I read carefully about Vioxx and didn't prescribe it, even though it was pushed HARD. I remember one drug rep vaguely threatening that, since it was safer on the stomach as they claimed, if one of my patients on an old NSAID had a GI bleed, I would be legally liable for not having prescribed Vioxx.
You mention Hitler's drug habit. There is a great book I read recently called "Blitzed" about the ubiquitous use of drugs in the Third Reich, including stimulants and narcotics. It was the start of transhumanism - the idea that we can transcend nature and become super-beings.
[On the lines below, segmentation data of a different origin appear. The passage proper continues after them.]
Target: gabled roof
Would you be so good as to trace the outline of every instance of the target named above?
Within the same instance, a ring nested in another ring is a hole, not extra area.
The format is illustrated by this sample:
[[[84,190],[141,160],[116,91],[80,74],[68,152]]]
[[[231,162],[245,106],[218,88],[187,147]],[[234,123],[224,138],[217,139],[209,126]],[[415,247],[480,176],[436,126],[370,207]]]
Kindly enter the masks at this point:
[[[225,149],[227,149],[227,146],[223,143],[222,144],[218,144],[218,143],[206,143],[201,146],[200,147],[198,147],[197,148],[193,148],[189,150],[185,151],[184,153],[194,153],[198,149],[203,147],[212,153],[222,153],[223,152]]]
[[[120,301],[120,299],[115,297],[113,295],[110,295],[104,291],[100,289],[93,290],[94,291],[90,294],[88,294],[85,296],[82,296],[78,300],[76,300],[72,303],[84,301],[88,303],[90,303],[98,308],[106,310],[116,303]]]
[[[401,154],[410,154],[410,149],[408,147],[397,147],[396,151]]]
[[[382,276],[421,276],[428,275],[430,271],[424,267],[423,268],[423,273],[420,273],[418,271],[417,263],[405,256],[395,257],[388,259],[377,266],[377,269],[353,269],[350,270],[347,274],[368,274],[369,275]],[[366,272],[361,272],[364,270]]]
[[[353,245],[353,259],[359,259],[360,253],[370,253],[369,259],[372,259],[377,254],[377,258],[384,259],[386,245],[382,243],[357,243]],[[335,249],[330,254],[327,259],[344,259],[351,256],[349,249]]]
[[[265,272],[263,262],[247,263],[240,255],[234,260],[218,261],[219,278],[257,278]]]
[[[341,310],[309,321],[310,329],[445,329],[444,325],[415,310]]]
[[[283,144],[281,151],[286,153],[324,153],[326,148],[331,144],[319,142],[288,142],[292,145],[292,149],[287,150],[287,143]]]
The other thing that really resonates with me is the complicit evil of people like Brian Goldman. He is a guy who, even when I agree with his point, manages to come across as a condescending asshole. This sounds catty, but I know someone who worked closely with him in ER in Toronto and said he was a terrible doc. Slow, ponderous, and very prone to over-testing, overdiagnosis, over-treatment and over-referral. And yet for years on White Coat Black Art he presents himself as the wise one - all-knowing, all-seeing, sitting on his perch looking down on the rest of us mere mortal physicians. When I found out years ago that he had been a pharma shill for Oxycontin, it was no surprise to me. He loves to hear himself talk, loves to be the expert, and is overly credulous. The perfect person to swallow the pharma bunk and then regurgitate it.
I suppose the various Drug User Liberation Fronts may also be Astroturf organizations.